El burka impide a una marroquí ser francesa

12.07.2008 | 02:36
Polémica. El burka es habitual en países como Pakistán.

El Gobierno le niega la nacionalidad al considerar incompatible su forma de vida con los valores esenciales galos

Las autoridades francesas han negado la nacionalidad a una mujer marroquí de 32 años, casada con un francés y madre de tres hijos nacidos en Francia, por llevar burka y, por tanto, haber "adoptado en nombre de una práctica radical de su religión un comportamiento social incompatible con los valores esenciales de la comunidad francesa y sobre todo con el principio de igualdad de sexos", según publicó ´Le Monde´.
Así, por primera vez en Francia, el Consejo de Estado tiene en cuenta la práctica religiosa para pronunciarse sobre la capacidad de asimilación de un extranjero, según un fallo emitido el pasado 27 de junio. Hasta la fecha, sólo se rechazaba la concesión de la nacionalidad francesa a las personas consideradas próximas a los movimientos fundamentalistas.
En el caso de la mujer a quien se ha denegado la nacionalidad, Faiza M., se ha primado su manera de vestir y su vida privada para confirmar el rechazo a la concesión de la nacionalidad. La mujer había invocado el principio constitucional de la libertad religiosa y el hecho de que nunca había cuestionado los valores fundamentales de la República francesa, para que el Consejo de Estado anulara el decreto de 2005 que le negaba la nacionalidad.
La comisaria gubernamental Emmanuelle Prada-Bordenave relata las entrevistas mantenidas por la pareja con los servicios sociales y la policía y pone de relieve que, tres veces, Faiza M. se presentó "cubierta con el traje de las mujeres de la península arábiga, un vestido largo hasta los pies, velo cubriendo el pelo, la frente y el mentón, y un trozo de tela cubriendo el rostro que no dejaba ver los ojos más que por una ranura".

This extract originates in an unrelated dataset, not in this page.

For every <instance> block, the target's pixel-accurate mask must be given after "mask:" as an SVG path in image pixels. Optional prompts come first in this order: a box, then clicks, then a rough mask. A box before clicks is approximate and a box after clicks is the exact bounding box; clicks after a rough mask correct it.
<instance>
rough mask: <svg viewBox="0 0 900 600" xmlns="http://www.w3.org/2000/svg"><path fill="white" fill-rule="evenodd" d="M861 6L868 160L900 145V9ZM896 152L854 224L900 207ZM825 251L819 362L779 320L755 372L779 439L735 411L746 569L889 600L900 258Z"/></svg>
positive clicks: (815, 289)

Salafistas. La pareja reconoció de forma espontánea su pertenencia al salafismo, la corriente islámica que defiende una lectura literal del Corán. Faiza M. asegura que no llevaba velo cuando vivía en Marruecos, que adoptó esta vestimenta en Francia y a petición de su marido, y que la lleva más "por costumbre que por convicción".
Según sus propias declaraciones, lleva una vida casi de reclusión y apartada de la sociedad francesa, no tiene idea alguna sobre la laicidad o el derecho de voto y vive totalmente sometida a los hombres de su familia. "Faiza M. parece encontrar todo esto normal y ni se le ocurre protestar contra esta sumisión", añade Prada-Bordenave, quien considera que las palabras de la mujer son "reveladoras de la falta de adhesión a algunos valores fundamentales de la sociedad francesa".